A truckload of weeds and trimmings looks like a cubic yard, but don't be fooled. It's mostly air. Once the material is transferred to a pallet box and stomped down, it's a lot less than you'd guess. Then give the material a few weeks to start decomposing, and the volume goes way down again.
This is how I'm using these old weeds. The stuff is rather woody, which means that it will be slow to decompose, is low in nitrogen, and will need fungi to break it down. Plus it is loaded with weed seed. With all this in mind, I'm loading a foot deep layer of the material into a pallet box. Then I add a 5 gallon bucket of dirt that I spread around over the layer. Next I sprinkle a couple shovelfuls of compost that I had previously inoculated with mushroom spore (I collect mushrooms from the county parks around here), then a 5 gallon bucket of manure (rabbit, chicken, or horse), then wet it with about 5 gallons of water or more. Repeat. Repeat. Climb in and tromp it down real good, then start all over again.
Using these old weeds means more work in filling the pallet box, but it will make a nice growing media. I've done it before so I know that it will work. This material will heat up. No surprise since its just a boxed compost pile. But that means that I can't plant into it immediately like I can the other "cold" pallet boxes. It will take 3-4 weeks for it to cool down then be topped with 3 inches of good garden soil.

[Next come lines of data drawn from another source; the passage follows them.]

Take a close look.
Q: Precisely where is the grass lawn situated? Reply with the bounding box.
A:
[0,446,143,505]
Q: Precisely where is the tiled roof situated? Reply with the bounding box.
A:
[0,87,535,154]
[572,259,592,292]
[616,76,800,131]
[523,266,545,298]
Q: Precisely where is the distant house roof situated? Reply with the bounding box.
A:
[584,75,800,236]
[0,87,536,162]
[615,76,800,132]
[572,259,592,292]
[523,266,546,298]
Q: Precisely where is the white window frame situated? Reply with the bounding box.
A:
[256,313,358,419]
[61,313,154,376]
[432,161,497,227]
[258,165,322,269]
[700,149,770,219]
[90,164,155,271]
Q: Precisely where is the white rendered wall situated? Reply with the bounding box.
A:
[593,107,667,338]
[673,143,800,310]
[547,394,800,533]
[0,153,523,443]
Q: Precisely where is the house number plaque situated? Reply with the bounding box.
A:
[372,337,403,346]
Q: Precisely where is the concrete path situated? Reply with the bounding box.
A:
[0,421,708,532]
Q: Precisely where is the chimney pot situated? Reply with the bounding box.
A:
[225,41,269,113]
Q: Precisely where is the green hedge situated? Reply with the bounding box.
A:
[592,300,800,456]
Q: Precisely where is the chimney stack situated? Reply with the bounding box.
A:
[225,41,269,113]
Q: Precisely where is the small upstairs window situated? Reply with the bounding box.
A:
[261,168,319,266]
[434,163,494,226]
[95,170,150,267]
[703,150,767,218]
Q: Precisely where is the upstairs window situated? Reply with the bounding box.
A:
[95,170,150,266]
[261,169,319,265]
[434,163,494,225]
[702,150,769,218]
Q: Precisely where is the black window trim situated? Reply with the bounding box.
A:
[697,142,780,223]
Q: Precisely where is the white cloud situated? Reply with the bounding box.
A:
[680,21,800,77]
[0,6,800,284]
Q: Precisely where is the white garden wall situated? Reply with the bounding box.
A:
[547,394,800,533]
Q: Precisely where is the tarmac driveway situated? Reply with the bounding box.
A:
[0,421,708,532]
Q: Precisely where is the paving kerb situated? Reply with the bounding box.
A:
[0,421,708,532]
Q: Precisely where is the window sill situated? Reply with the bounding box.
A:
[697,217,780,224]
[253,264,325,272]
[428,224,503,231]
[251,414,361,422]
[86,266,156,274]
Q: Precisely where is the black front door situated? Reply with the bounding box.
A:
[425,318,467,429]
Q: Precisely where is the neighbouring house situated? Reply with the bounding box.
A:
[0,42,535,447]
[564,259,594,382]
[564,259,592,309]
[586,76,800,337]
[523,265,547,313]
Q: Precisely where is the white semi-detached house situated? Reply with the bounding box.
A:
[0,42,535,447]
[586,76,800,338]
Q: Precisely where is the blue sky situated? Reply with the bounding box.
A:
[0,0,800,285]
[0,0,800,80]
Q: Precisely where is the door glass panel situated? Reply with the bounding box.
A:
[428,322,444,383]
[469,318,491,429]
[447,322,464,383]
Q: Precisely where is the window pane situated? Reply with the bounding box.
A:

So how much old weeds is needed to fill one box? I'm going to guess 18 standard full trashcans. Maybe 20. And that's just the first filling. I don't know how much volume it will lose as it goes through it's initial decomposing. The stuff is rather woody, so I'm not sure. Surprised to hear 20? Well so was I the first time I tried filling my first pallet grow box. It surely takes a lot of weeds to make a cubic yard of packed organic compost. And what also surprised me was that within two months the soil level will drop a full foot, and after 6 months the pallet box will only be half full. But the beauty of the system is that I get to utilize weeds, purchase zero fertilizer, get a lush crop, and end up with a half cubic yard of gorgeous "soil" that I can use to make more boxes or apply to garden rows that are rather sparse on soil.
I plan to grow chard, kale, and lettuce is these new boxes since I've had requests for those crops.
One more thing.......
I've already related how I line the boxes with something to help keep moisture in -- old tarp, cut open feed bags, old plastic sheeting. Up until now I use to use a staple gun to attach the liner to the pallets. But the plastic tends to pull through the staple during the filling/stomping process. So I'm trying something different. I'm taking old milk gallon jug tops, making a hole for a nail in the center of the top (with a drill or a soldering iron), then using a roofing nail to hammer the liner to the pallet.